A: : Top-Down Modeling is a formal, comprehensive, full field, multi-variant, empirical reservoir simulation model. TDM is developed entirely based on measured data from the field.

  • It is Formal, since a complete and comprehensive workflow has been developed that guides the modeler through the entire modeling process from A to Z.
  • It is Comprehensive, since it has the capability of tracking reservoir pressure and phase saturations throughout the reservoir as a function of time in addition to modeling and history matching oil, gas and water production at each individual well.
  • It is Full Field; since it covers the entire asset and takes into account the interaction and interference between producers and producer-injectors.
  • It is Multi-Variant, since it models production, pressure and saturation as a function of all available data, including the seismic, if available.
  • It is empirical, since it does not start with any pre-conceived notions about our state of understanding of fluid flow in a given field. Instead, it relies on the field measurements in order to develop a version of the reservoir model.

Q: How fast is a TDM run?

A: Once, trained, history matched and validated, TDM has a small computational footprint. Each TDM run takes a few minutes (at most) while reservoir simulation model runs may take hours or days.

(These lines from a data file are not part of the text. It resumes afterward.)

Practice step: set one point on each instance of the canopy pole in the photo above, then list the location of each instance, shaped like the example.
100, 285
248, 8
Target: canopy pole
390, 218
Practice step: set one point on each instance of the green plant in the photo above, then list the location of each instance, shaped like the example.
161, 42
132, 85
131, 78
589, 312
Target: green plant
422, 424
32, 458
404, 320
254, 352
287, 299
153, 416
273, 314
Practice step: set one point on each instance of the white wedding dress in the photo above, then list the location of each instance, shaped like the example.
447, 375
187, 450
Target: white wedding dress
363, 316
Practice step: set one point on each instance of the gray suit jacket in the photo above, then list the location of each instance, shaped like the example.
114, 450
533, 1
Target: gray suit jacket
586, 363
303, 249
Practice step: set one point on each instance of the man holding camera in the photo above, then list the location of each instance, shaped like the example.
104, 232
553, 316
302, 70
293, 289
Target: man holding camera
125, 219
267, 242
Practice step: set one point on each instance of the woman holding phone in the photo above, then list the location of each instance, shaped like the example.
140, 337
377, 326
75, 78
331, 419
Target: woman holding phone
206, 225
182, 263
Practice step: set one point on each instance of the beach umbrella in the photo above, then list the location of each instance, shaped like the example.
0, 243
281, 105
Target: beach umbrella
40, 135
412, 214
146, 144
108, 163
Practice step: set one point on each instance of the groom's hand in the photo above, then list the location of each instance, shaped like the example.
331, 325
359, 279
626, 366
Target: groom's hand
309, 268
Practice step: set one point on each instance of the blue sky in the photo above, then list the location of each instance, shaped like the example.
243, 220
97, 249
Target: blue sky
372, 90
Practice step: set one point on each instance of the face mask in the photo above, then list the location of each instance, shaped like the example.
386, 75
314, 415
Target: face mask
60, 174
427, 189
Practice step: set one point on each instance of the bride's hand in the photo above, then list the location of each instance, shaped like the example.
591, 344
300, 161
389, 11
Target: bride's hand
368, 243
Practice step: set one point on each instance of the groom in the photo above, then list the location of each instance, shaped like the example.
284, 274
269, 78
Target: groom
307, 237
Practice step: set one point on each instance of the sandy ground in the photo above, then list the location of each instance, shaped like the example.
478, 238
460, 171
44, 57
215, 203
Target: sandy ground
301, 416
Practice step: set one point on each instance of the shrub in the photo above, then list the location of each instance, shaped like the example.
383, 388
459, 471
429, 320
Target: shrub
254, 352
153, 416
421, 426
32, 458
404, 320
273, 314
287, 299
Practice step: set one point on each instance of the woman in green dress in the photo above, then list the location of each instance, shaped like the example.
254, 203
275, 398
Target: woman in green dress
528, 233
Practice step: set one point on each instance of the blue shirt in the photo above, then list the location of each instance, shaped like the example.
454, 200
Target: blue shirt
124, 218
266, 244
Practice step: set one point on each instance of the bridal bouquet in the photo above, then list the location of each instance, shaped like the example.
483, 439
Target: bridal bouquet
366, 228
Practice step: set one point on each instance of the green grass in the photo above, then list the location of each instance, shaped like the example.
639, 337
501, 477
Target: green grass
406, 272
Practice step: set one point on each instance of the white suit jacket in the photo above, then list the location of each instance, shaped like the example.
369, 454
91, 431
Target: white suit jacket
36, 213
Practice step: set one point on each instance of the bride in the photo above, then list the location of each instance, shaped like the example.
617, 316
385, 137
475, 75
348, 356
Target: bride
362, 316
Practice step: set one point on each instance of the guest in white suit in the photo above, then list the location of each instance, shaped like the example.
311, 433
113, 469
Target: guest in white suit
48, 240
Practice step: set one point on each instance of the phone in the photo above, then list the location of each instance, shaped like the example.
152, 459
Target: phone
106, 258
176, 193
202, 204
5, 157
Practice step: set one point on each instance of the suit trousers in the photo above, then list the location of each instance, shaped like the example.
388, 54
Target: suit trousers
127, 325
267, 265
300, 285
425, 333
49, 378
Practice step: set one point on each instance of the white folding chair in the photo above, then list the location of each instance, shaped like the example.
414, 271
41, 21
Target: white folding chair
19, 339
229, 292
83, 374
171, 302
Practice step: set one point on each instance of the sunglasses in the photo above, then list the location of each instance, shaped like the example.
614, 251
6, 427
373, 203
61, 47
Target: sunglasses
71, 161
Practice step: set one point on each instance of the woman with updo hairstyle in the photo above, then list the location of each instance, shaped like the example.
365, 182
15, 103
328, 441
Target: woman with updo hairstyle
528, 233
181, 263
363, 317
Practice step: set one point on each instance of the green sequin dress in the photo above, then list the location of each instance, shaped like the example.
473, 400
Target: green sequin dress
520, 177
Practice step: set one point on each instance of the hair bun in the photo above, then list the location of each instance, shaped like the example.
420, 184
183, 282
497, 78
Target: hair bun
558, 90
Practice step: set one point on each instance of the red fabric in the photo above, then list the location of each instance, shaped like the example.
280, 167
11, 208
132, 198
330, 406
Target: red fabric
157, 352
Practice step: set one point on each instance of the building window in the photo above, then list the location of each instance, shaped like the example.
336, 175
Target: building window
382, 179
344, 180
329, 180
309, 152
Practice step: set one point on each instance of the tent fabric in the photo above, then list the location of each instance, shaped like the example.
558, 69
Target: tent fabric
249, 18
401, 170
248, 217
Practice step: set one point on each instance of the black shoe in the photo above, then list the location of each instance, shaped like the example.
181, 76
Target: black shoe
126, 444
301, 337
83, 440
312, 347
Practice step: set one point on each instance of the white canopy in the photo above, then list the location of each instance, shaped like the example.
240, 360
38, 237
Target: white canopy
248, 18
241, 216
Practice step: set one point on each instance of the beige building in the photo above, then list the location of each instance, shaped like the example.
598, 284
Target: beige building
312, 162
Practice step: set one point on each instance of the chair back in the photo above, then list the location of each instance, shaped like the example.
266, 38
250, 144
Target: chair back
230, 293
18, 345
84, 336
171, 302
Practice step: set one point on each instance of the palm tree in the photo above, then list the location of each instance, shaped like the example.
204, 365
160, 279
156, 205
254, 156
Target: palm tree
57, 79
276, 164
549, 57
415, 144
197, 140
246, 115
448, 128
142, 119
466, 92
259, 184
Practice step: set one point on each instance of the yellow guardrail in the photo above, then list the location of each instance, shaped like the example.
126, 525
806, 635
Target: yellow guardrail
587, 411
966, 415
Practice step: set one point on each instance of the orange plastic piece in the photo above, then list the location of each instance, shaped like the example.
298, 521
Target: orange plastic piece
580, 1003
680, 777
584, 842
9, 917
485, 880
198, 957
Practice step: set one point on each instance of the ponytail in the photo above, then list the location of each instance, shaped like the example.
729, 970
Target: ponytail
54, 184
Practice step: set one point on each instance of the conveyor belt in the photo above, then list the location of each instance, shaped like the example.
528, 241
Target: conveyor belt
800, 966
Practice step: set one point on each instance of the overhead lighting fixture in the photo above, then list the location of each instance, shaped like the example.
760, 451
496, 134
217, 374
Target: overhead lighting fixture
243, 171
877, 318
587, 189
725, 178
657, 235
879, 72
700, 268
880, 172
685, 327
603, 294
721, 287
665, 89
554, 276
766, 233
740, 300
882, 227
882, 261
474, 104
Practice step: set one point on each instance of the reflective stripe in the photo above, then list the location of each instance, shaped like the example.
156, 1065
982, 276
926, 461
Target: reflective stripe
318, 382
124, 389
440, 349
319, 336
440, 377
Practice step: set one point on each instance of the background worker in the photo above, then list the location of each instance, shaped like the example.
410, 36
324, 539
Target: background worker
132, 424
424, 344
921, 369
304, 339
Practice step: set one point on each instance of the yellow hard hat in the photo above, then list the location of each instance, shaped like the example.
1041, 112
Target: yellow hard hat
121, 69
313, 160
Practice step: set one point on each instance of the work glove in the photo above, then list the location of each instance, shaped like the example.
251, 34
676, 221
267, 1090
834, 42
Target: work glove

Q: What are the outputs of TDM?

A: Output of TDM is very much the same that are expected from a reservoir simulation model. They are pressure or rate profile at the well (depending on the operational constraints) or pressure and saturation distribution as a function of time (each time step) at each grid blocks in the simulation model. Please note that for pressure and saturation distribution, some measurements of static reservoir pressure and time-lapse saturations are required.

Q: Has TDM been tested in the field?

A: YES. TDMs have been successfully applied to fields in the United States, the Middle East, the Gulf of Mexico, and the North Sea.

Q: Has TDM been validated? How can such model be validated to make sure that it does accurately represent the asset that is being developed for?

A: YES. TDM has been validated. To validate such a new technology (and to debug some of its features to make sure how one can enhance its capabilities) the most common technique is as follows:

  1. Develop a reservoir model using a numerical simulator. Include in the model all complexities that you wish to test the TDM on.
  2. Use the numerical model and generate the type of data that is usually available from an asset.
  3. Add some noise to the data (since data from the field is hardly ever as clean as you can get from a numerical model).
  4. Use the TDM workflow and the data from the numerical model and build a Top-Down Model for the asset.
  5. Test the TDM and see if you can predict some of the features of the asset that was incorporated in the numerical model, such as production profile in some future time, Production from a new well that is drilled after the model is completed, optimum injection of water to increase production, etc.

Q: What is the science and technology behind TDM?

A: Artificial Intelligence and Data Mining is the technology behind TDM. Specifically; the main science behind TDM is a proprietary implementation and integration of fuzzy set theory and artificial neural networks that resulted from more than two decades of research and development.

Q: What are some of the limitations of TDM?

A: TDM cannot be developed for green fields (new fields). If the main mechanism of the production changes after the development of TDM, it cannot predict those behaviors, for example, a TDM that is developed before a water flooding process has been initiated, cannot predict what would happen if water flooding is implemented in the field.

Q: What are other applications and uses of TDM?

A: Top-Down Model has as many uses as any reservoir model can have. It can be a used as a tool for Master Development Plan, any type of production optimization such as identification of optimum infill drilling locations, optimizing water flooding, gas injection, etc.